According to Rob LoCascio, generative AI and large language models (LLMs) have surpassed rules-based assistants like Alexa and Siri, and are expected to revolutionize how marketers interact with their target audiences. Many believe that generative AI will have a significant impact on business, comparable to the invention of the PC. This opinion was recently shared by the Rob on CNBC. To avoid investing time and resources in fruitless endeavors like Alexa, it is also essential to consider the lessons learned from past AI models’ ineffective implementations.


The data model and the data set are the two most crucial components of AI applications. Results are produced using a model and data collection (such as OpenAI’s LLM). A lot of attention is being paid to models right now as a result of high-profile debuts like ChatGPT. However, companies and customers will never achieve their desired results without the proper fusion of models and data sets. 

The quality of generative AI’s outputs or results depends on how well the model underlying them and the data feeding them match.
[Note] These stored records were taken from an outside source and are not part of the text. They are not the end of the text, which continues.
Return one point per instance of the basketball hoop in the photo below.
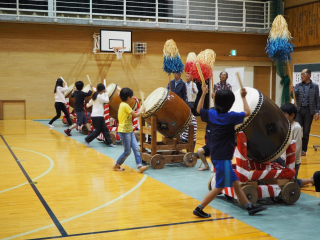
(118, 51)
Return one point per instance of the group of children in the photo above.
(220, 141)
(99, 98)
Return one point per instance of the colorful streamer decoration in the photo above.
(172, 61)
(206, 60)
(279, 45)
(191, 60)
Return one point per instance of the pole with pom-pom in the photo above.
(279, 48)
(172, 61)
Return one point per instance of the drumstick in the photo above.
(89, 79)
(200, 74)
(290, 77)
(238, 76)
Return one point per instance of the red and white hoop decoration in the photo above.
(118, 51)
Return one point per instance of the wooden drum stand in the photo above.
(169, 150)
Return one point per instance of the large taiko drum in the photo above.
(72, 99)
(267, 129)
(113, 91)
(172, 113)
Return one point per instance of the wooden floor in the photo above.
(74, 193)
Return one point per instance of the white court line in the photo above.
(49, 169)
(85, 213)
(39, 138)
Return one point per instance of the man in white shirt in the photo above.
(192, 91)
Let’s imagine you work for a healthcare organization and want to offer personalized COVID safety recommendations ahead of the cold and flu season based on the city or state of your consumers. Let’s also assume that you’ve chosen the best model and are confident in its ability to produce words in the appropriate tone of voice, without prejudice toward any particular set of individuals, and even integrate with your backend systems to remind customers to make appointments or assist them in doing so. 

However, you use discussions from the public internet to create the COVID information you send your consumers. If your intention was to produce reliable, practical healthcare advice, you’ve already failed because there is much too much inaccurate material and noise online concerning COVID. The data set may not have matched the model you chose to communicate with your audience. 

Similar to Alexa’s Skills, none of the brands that attempted to employ them ever found success because Amazon was Amazon and only Amazon. The main goal has always been to increase your Amazon purchases rather than to promote other platforms’ businesses. The Amazon use cases remained the model’s primary focus. The objectives that restaurant and transportation brands (and their end users) sought to accomplish with Alexa were never intended to be achieved.